- PLAY film; runtime 00:10:46.
- Directed by: Wallace McCutcheon
- Starring: Anthony O'Sullivan Robert G. Vignola
- Production company: Biograph Company
- Release date: March 29, 1906;
- Running time: 11 minutes
- Country: United States
- Language: Silent film

= The Black Hand (1906 film) =

The Black Hand (full title The Black Hand: True Story of a Recent Occurrence in the Italian Quarter of New York) is an American silent film directed by Wallace McCutcheon. It is generally considered by motion-picture historians to be the earliest surviving gangster film.

==Plot summary==
In New York City, two Italian-American criminals blackmail Angelo, a friendly butcher, demanding a ransom of $1,000 otherwise they threaten to kidnap the butcher’s daughter, Maria, and blow up his shop if he refuses to pay the ransom.

After the gang then kidnap Maria and take her back to their hideout in exchange for the ransom, Angelo and his wife cooperate with the police. The detectives first apprehend one of the gangsters when he comes to collect the $1,000 ransom. The police then arrest rest of the extortionists back at their hideout and rescue the Maria.

==Cast==
- Anthony O'Sullivan and Robert G. Vignola as the extortionists.

==Analysis==
The film is composed of eight shots organised in six scenes introduced by intertitles. It uses continuity editing and cross-cutting.

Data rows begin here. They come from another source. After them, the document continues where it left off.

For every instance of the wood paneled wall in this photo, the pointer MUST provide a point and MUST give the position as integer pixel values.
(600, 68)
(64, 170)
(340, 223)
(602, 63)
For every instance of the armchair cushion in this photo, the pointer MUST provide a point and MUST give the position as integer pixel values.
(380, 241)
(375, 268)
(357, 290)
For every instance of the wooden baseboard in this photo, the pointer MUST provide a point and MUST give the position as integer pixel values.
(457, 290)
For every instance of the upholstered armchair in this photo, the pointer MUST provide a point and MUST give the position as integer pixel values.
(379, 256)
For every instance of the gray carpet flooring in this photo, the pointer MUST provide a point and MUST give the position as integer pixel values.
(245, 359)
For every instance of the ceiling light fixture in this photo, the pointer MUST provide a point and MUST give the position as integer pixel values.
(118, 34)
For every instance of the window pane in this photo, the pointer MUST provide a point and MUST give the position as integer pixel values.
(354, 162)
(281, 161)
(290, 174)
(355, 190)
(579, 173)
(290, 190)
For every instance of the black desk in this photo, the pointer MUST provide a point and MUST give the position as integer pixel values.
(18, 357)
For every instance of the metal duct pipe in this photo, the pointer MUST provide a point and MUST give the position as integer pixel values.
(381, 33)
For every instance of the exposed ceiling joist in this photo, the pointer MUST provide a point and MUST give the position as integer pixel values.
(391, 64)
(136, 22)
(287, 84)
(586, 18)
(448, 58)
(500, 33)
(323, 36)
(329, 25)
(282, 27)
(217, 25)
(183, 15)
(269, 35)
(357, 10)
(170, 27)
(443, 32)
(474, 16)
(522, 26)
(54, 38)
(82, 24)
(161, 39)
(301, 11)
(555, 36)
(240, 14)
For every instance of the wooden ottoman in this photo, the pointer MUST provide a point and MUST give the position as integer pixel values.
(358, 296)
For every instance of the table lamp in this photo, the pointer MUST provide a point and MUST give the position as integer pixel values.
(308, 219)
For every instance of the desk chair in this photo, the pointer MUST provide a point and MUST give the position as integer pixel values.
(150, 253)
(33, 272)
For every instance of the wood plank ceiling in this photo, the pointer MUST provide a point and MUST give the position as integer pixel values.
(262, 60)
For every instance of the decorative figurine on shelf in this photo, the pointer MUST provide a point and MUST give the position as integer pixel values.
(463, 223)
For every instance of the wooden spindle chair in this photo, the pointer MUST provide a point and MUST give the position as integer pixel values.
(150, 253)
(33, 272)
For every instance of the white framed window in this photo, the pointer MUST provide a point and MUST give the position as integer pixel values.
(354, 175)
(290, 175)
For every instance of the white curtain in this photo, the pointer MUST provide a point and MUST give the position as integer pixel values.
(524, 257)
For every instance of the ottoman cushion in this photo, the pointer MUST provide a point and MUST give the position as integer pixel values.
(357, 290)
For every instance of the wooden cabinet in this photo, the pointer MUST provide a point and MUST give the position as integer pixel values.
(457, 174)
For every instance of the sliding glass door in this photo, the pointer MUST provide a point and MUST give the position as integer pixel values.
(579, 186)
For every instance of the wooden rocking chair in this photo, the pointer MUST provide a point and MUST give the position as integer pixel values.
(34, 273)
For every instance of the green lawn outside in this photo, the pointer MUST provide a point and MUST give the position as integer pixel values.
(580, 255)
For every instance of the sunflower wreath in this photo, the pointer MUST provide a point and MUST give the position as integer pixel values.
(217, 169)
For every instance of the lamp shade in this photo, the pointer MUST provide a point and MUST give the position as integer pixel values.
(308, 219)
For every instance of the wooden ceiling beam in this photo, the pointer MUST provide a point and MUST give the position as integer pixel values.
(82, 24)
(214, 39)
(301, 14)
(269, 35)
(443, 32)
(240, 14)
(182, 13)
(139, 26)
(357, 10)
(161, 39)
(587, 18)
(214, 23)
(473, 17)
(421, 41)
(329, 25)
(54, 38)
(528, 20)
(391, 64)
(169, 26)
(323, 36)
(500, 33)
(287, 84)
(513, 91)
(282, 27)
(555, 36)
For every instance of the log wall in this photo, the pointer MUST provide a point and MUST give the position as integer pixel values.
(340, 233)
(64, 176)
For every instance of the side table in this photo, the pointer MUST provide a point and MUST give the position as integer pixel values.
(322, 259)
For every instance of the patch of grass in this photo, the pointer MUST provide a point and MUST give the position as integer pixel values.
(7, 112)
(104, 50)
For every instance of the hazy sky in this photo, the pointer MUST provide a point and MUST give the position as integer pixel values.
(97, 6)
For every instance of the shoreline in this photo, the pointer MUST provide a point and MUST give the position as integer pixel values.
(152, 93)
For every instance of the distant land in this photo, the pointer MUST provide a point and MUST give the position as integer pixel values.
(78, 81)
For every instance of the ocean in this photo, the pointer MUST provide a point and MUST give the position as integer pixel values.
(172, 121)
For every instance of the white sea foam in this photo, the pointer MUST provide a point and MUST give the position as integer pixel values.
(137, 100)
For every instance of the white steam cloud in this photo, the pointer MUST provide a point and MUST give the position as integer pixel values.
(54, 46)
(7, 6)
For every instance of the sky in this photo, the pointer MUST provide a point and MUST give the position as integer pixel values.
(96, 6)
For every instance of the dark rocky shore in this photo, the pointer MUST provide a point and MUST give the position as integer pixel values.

1. Writing the letter. Indoors. Stage set of the bandits' hideout. Medium shot of the two bandits drinking wine sitting at a table, one of them writing a letter. The shot is interrupted by an insert of the letter.

2. The letter received. Indoors, full shot of the stage set of Angelo's shop, with a walk-in fridge to the right. After putting some meat in the fridge and serving a customer, Angelo receives a letter. He reads it aloud to his wife and daughter, then puts on his coat and hat and leaves.

3. The threat carried out. Two outdoors shots.
Long shot of the 7th Avenue in New-York with snow on the sides and various pedestrians and horse carriages. One of the gangsters seen in scene 1 walks towards the camera and stops, looking for something on the ground. Maria appears in the distance and walks towards him. He asks her to help him look for something. As she is busy helping him look, a carriage stops. The man alights and is helped by the other gangster in catching the girl to take her inside the carriage which then leaves hastily.

Another long shot of 7th Avenue. The carriage stops in front of a junk shop. The two men carry the girl inside. The camera pans slightly left to follow them.

4. The gang's headquarters. Indoors. Full shot of the set seen in scene 1, with the table moved to the right. One of the gangsters is lying on a bed. He gets up and opens the door. A woman enters followed by the two gangsters and Maria. The woman brutally removes Maria's coat and hat, forcing Maria to lie down on the bed before leaving. While the three men play cards and drink, Maria tries to escape but she is caught and one of the men threatens to hit her.

5. Levying the blackmail. A clever arrest is made by the New York Detectives. Same set as scene 2. Two policemen visit Angelo's shop and check if they can hide in the walk-in fridge. A comedic touch is added when they come out of it feeling very cold. When the gangster comes to collect the ransom, the butcher's wife opens the door of the walk-in fridge, the two policemen come out and arrest the gangster.

6. Rescue of Maria. Same view as scene 4. Maria is lying on the bed while the two gangsters are playing cards and drinking. A note is passed to Maria through the shutter of the window. Maria then discretely unlocks the shutter and the door. Then, three policemen crash in and overpower the gangsters. Maria is reunited with her parents.